The world famous paintings at Ajanta also fall into two broad phases.

  • The earliest is noticed in the form of fragmentary specimens in cave nos. 9 & 10, which are datable to second century B.C. The headgear and other ornaments of the images in these paintings resemble the bas-relief sculpture of Sanchi and Bharhut.
  • The second phase of paintings started around 5th – 6th centuries A.D. and continued for the next two centuries. The specimen of these exemplary paintings of Vakataka period could be noticed in cave nos. 1, 2, 16 and 17.

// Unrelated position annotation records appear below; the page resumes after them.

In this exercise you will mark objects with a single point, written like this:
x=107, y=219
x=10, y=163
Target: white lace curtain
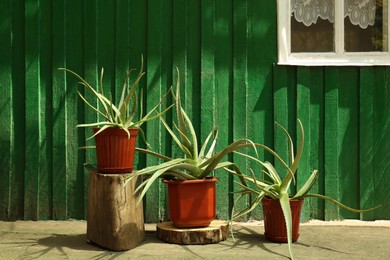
x=360, y=12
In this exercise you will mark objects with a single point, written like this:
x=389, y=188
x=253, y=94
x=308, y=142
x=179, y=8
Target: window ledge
x=330, y=59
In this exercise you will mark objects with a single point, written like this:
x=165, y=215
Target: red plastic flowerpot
x=191, y=202
x=274, y=223
x=115, y=150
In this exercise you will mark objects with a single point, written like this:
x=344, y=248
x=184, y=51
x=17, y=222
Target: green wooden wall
x=226, y=52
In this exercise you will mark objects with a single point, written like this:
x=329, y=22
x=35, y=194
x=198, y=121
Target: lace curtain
x=360, y=12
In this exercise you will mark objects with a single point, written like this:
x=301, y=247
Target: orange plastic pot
x=274, y=223
x=191, y=202
x=115, y=150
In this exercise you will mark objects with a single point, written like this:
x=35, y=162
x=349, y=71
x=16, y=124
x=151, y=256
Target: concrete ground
x=318, y=240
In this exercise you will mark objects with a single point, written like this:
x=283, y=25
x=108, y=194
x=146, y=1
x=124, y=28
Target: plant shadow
x=250, y=238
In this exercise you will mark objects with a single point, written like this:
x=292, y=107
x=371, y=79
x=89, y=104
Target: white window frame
x=337, y=58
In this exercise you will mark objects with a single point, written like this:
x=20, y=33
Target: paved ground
x=318, y=240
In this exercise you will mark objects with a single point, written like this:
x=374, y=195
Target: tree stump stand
x=114, y=221
x=215, y=233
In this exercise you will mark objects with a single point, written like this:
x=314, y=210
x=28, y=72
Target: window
x=333, y=32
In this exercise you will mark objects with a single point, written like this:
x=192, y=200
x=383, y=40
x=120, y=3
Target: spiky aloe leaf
x=319, y=196
x=205, y=144
x=307, y=186
x=285, y=205
x=290, y=174
x=182, y=147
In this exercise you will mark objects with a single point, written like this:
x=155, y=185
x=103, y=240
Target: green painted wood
x=366, y=141
x=226, y=52
x=348, y=140
x=6, y=103
x=155, y=89
x=381, y=143
x=260, y=26
x=331, y=145
x=315, y=207
x=33, y=120
x=16, y=203
x=240, y=83
x=90, y=70
x=303, y=112
x=59, y=90
x=223, y=85
x=137, y=47
x=74, y=111
x=45, y=210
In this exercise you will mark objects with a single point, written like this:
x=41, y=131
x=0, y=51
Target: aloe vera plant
x=123, y=115
x=276, y=187
x=194, y=163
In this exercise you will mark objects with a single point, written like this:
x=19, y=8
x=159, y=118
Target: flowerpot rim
x=116, y=131
x=269, y=198
x=207, y=179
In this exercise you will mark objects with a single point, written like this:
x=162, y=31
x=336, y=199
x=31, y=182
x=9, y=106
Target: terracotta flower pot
x=274, y=223
x=115, y=150
x=191, y=202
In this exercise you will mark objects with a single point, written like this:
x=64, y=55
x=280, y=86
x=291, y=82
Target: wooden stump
x=216, y=232
x=114, y=221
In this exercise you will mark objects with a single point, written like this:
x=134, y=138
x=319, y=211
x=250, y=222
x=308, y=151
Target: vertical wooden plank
x=303, y=112
x=166, y=83
x=283, y=107
x=366, y=141
x=191, y=32
x=91, y=75
x=207, y=76
x=18, y=110
x=240, y=82
x=46, y=116
x=137, y=30
x=348, y=140
x=153, y=79
x=137, y=47
x=261, y=32
x=106, y=43
x=157, y=85
x=6, y=103
x=310, y=112
x=74, y=111
x=59, y=125
x=316, y=137
x=31, y=193
x=332, y=149
x=223, y=84
x=381, y=145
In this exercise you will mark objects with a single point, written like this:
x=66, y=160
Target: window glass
x=312, y=26
x=365, y=25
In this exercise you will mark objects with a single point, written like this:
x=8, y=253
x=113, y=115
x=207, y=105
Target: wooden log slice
x=216, y=232
x=114, y=221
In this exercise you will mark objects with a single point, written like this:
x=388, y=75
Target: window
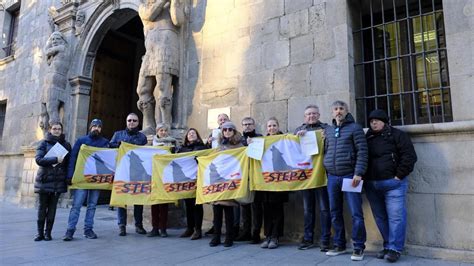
x=401, y=64
x=3, y=111
x=12, y=18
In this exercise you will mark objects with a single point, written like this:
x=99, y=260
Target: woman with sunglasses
x=273, y=215
x=229, y=138
x=50, y=179
x=159, y=212
x=194, y=213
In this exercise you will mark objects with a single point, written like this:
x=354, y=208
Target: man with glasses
x=312, y=123
x=251, y=213
x=130, y=135
x=346, y=157
x=93, y=139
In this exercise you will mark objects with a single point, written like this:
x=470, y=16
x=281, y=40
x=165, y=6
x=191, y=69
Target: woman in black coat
x=194, y=213
x=50, y=180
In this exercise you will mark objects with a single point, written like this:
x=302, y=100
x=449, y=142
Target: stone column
x=80, y=97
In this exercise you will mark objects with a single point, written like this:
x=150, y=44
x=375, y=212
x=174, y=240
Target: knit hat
x=228, y=124
x=379, y=114
x=95, y=122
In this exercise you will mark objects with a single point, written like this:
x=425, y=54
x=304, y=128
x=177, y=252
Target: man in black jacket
x=392, y=158
x=312, y=123
x=130, y=135
x=345, y=157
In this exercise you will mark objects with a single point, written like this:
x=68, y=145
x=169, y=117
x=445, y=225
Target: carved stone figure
x=56, y=51
x=160, y=64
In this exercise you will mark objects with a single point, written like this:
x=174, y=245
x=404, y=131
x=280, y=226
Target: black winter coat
x=391, y=154
x=346, y=154
x=48, y=177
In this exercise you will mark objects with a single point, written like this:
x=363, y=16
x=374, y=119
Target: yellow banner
x=95, y=168
x=285, y=168
x=174, y=175
x=222, y=176
x=132, y=183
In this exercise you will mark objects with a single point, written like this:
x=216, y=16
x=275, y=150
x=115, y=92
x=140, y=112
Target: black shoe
x=228, y=242
x=90, y=234
x=39, y=237
x=324, y=247
x=210, y=231
x=189, y=232
x=163, y=233
x=122, y=230
x=216, y=240
x=381, y=254
x=196, y=235
x=154, y=232
x=392, y=256
x=140, y=230
x=47, y=236
x=68, y=235
x=305, y=244
x=244, y=237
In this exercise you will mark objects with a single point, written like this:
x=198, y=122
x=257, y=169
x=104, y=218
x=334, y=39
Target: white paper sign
x=56, y=151
x=309, y=143
x=347, y=186
x=255, y=148
x=215, y=135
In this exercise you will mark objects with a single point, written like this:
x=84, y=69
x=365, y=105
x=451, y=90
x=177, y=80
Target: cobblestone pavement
x=17, y=230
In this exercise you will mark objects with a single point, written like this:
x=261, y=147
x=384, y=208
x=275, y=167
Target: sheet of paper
x=255, y=149
x=56, y=151
x=215, y=135
x=309, y=143
x=347, y=186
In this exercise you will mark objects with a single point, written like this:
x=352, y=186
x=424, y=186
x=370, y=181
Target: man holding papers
x=392, y=158
x=345, y=157
x=312, y=123
x=93, y=139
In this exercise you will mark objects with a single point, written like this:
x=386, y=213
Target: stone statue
x=160, y=64
x=55, y=82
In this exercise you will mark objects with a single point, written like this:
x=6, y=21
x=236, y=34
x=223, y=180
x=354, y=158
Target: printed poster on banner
x=285, y=168
x=95, y=168
x=132, y=183
x=223, y=176
x=175, y=175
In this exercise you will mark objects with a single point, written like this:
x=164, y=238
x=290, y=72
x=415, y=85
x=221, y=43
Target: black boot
x=40, y=235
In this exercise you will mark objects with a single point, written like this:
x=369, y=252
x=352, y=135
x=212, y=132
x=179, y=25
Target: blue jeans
x=80, y=196
x=388, y=204
x=137, y=214
x=354, y=200
x=309, y=198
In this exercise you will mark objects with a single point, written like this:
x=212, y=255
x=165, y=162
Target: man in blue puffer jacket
x=93, y=139
x=346, y=156
x=131, y=135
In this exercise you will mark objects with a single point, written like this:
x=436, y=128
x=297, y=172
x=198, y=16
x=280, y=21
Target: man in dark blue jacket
x=345, y=157
x=93, y=139
x=131, y=135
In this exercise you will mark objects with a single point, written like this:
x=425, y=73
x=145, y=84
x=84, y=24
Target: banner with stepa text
x=223, y=176
x=285, y=168
x=175, y=175
x=95, y=168
x=132, y=183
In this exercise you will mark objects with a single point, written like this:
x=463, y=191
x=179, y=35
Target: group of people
x=383, y=158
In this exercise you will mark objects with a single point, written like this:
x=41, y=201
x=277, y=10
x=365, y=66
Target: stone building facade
x=264, y=58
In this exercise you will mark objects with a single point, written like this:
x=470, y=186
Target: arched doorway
x=115, y=74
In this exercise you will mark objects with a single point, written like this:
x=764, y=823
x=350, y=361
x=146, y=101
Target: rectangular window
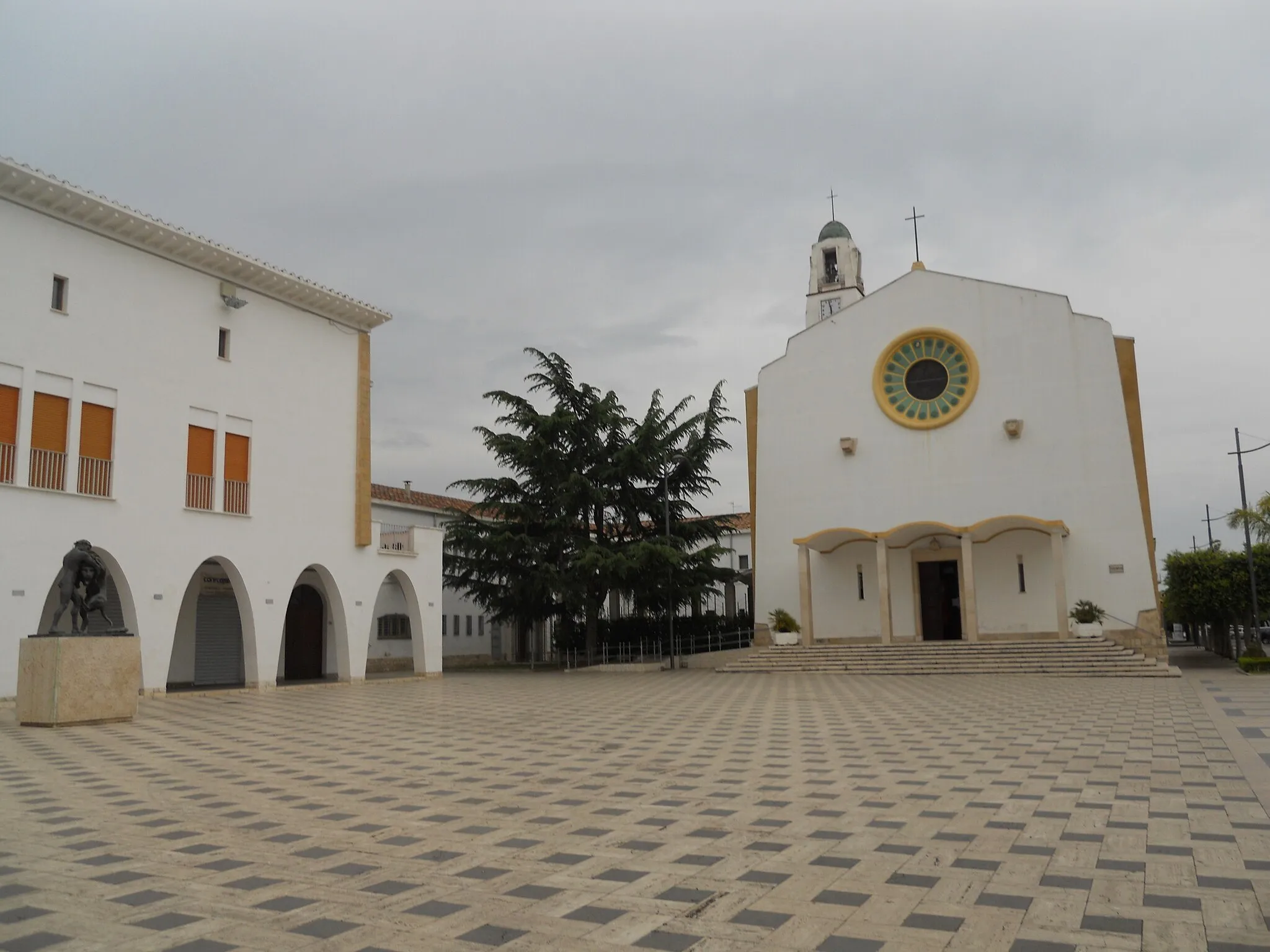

Theme of the Ajanta paintings

  • The main theme of the paintings is the depiction of various Jataka stories, different incidents associated with the life of Buddha, and the contemporary events and social life also.
  • The paintings were executed after elaborate preparation of the rock surface initially. The rock surface was left with chisel marks and grooves so that the layer applied over it can be held in an effective manner.
  • The paintings at Ajanta are not frescoes as they are painted with the aid of a binding agent, whereas in fresco the paintings are executed while the lime wash is still wet which, thereby acts as an intrinsic binding agent.
  • The ceiling decoration invariably consists of decorative patterns, geometrical as well as floral.
  • A second coat of mud and ferruginous earth mixed with fine rock-powder or sand and fine fibrous vegetable material was applied over the ground surface.
  • The ground layer consists of a rough layer of ferruginous earth mixed with rock-grit or sand, vegetable fibres, paddy husk, grass and other fibrous material of organic origin on the rough surface of walls and ceilings.
  • The colours and shades utilised also vary from red and yellow ochre, terra verte, to lime, kaolin, gypsum, lamp black and lapis lazuli. The chief binding material used here was glue.
  • Then the surface was finally finished with a thin coat of lime wash. Over this surface, outlines are drawn boldly, then the spaces are filled with requisite colours in different shades and tones to achieve the effect of rounded and plastic volumes.

Ellora Paintings

  • Paintings from Ellora are not very significant. They too like Ajanta are murals and depict both religious and secular images. Important among these is an early painting of Vishnu and Lakshmi being borne out of a cloud by a Garuda.